The action is set on the trail from Nayapul (3,000 feet) to Poon Hill (over 10,000 feet) and is a fine advertisement for this popular four-day trek. The most memorable shots are Hannah crossing a hair-raising bridge hanging over the rapids, and Tukten quietly sharing a smoke with a friend above a series of astonishing gorges.

Both non-pro actors appear natural and at ease in their undeveloped parts. The absence of dialogue makes symbolism a must. When they overnight in a rustic guest house, for instance, Hannah slowly strips to the buff in a darkened room, apparently to show her vulnerability, and never mind that the next scene establishes it’s 8 below zero.
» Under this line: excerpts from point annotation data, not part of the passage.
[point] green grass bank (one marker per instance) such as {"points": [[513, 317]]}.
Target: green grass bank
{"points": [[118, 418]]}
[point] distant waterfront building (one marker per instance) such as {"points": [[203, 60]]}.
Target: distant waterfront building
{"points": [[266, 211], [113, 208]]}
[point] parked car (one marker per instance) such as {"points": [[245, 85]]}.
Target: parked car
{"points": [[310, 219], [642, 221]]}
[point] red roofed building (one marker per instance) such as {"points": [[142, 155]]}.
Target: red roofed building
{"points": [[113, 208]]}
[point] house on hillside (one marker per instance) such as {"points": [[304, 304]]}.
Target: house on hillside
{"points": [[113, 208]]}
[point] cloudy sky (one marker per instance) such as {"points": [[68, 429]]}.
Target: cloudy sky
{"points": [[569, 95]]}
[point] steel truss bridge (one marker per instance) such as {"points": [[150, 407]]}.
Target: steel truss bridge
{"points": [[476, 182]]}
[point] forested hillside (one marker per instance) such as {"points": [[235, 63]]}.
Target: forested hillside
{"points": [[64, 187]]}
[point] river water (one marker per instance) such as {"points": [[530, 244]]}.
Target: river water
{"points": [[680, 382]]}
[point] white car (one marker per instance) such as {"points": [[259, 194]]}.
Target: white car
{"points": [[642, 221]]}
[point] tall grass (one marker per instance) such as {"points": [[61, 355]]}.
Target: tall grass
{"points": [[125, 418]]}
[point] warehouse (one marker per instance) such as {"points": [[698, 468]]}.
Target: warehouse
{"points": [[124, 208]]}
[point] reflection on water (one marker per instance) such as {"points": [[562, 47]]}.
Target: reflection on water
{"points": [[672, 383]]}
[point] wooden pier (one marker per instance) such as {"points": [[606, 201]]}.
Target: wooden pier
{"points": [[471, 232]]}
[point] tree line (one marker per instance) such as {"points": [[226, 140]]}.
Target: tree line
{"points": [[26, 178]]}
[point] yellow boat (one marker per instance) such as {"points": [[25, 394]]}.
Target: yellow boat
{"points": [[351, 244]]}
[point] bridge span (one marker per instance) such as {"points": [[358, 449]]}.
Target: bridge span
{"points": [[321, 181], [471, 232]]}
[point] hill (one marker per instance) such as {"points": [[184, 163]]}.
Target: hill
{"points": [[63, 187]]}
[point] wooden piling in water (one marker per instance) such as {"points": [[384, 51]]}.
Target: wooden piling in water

Later, Tukten goes swimming in what appears to be an icy river and broods. Both do a lot of staring into space as they work out their inner problems.

A past participant at Sundance’s Film Music and Sound Design Lab, Cheung-Lau opts for a striking minimum of sound effects and foley work. The exceptions are strategically spaced, unnaturally prolonged bell rings, whose Buddhist purity is a reminder of the mountain’s transcendental dimension.